In my view, Apple would do well to make this abundantly clear upon the official release. People are going to misunderstand the "on-device" part to mean that they could, in theory, go off the grid with their iPhone and have a fully functional digital assistant, which they won't. And of course, nobody's thrilled about these very personal requests being slingshotted into the cloud where they can only hope and pray that their data privacy won't be abused. None of this is helped by the fact that the new Siri is built on Google's Gemini.
Look, I get it. Most of us are connected to Wi-Fi and/or cellular virtually 24/7 with few exceptions. Just be prepared for Siri's new spinning thinking dots to take longer if you're on bad Wi-Fi.
The deeper you're in the Apple ecosystem, the better (for now)
The more thoroughly integrated your life is into Apple's services and apps — Photos, iMessage, Calendar, Contacts, Notes, Reminders, Music, Podcasts, etc. — the more useful and effective OS 27's Siri will be for you ... which could also be one of its biggest downsides. People who use, say, the Gmail app for email, WhatsApp for friend and family chats, and Microsoft OneDrive for files may come away disappointed if Siri can't talk to or source data from their preferred non-Apple apps.
I experienced this myself to an extent during my testing. Most of my chats are not in iMessage, so any questions leveraging previous conversations with family and friends fell on deaf ears. This was frustrating even though I have the lion's share of my personal data in Apple's ecosystem. I can't imagine how much more frustrating this will be for someone who uses even fewer Apple services — or none.
Having said that, this may just be an early beta limitation. Apps that incorporate App Intents and MCP (frameworks that basically make it easier for Siri to request data from third-party apps) could potentially make it irrelevant which apps you use. After the OS 26 release, it took time for apps to adopt Apple's Liquid Glass design language, but eventually most of them did. Give OS 27 a year or so to mature and I'd bet all the major apps will have already jumped on the App Intents bandwagon, making Siri capable for all users.

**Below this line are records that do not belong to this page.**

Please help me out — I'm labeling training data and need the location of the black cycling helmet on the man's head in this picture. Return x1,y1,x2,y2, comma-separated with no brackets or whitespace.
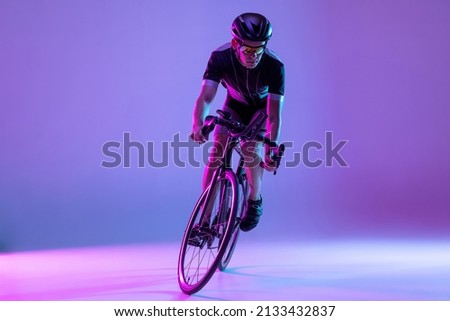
231,13,272,41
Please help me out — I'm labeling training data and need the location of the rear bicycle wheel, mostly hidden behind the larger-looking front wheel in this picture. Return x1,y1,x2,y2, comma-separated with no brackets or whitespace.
219,176,249,271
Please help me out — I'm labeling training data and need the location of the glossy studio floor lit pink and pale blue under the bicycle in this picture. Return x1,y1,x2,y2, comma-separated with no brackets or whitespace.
0,240,450,301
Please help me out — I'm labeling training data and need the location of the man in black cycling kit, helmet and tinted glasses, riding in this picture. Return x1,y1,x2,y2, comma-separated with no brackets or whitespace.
191,13,285,231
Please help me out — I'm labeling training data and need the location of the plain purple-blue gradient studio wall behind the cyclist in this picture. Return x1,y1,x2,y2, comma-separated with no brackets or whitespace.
0,0,450,251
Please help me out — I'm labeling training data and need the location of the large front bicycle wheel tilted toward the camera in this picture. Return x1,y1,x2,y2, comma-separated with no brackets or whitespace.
178,170,238,294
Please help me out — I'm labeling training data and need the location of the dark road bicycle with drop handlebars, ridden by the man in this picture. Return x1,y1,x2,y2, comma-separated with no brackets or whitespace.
178,110,285,294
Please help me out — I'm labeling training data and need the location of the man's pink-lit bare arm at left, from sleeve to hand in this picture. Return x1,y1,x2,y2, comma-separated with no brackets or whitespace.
192,79,219,143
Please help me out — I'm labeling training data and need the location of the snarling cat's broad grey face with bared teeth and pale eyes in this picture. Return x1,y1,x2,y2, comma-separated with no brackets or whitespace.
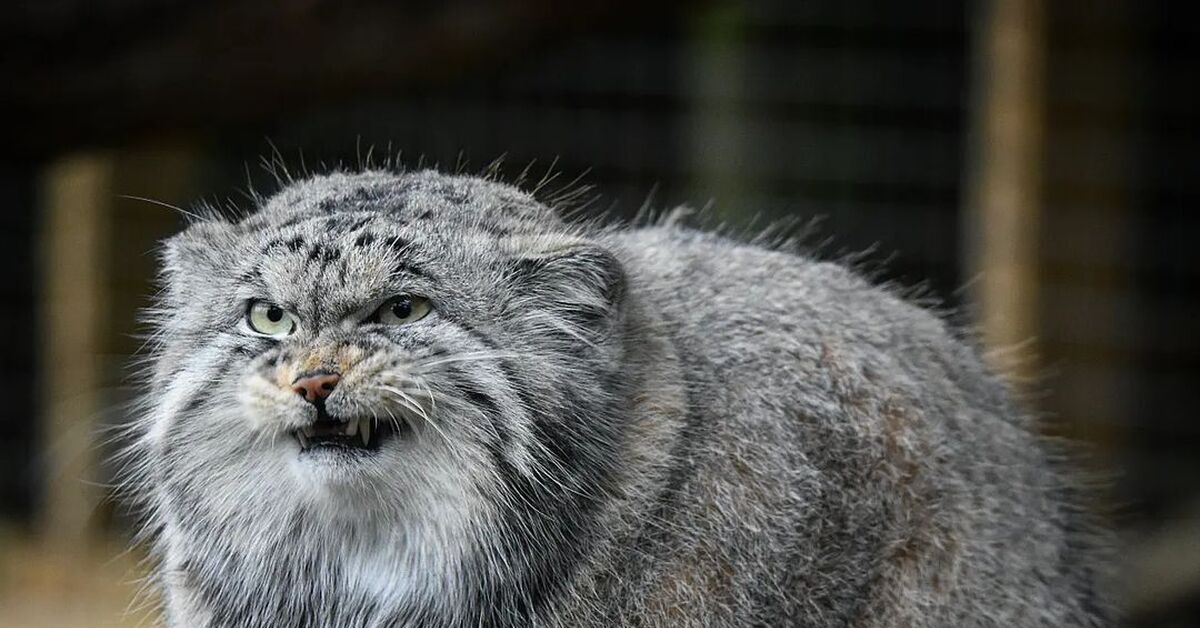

On-screen awareness is the killer feature
Everything I've mentioned so far is cool, but what's going to really be a game changer is on-screen awareness. At any time, in any app, you can summon Siri and ask it questions about what you see on screen, and have Siri act on your behalf. During the original WWDC 2024, the demo showed the presenter's Siri grabbing a driver's license number from a picture and inserting it into a form seamlessly with one request. You can do that now with this Siri, and so much more.
For example, I asked Siri to send the note I was viewing as a PDF to an email address; I asked it to screenshot the current page I was looking at and send it to one of my contacts; with Safari open, I asked it to open a new tab and show me the iPad Pro product page; in Google News, I asked it to identify the person in one of the headline images, and it did so; I asked it to "set a reminder for this" when on the PlayStation page for "Grand Theft Auto 6," and it did so; while looking at a picture of a receipt, it was able to copy all the text to a note. And a lot more.
I know these are random examples that may not necessarily be useful, but they demonstrate an incredible amount of potential beyond Apple's iffy recommendations during WWDC 2026 to make themed recipes for parties. As long as there's clear information on the screen, Siri can seemingly perform any basic action on it, and that's going to save you a lot of time with tedious tasks that you might have otherwise done manually.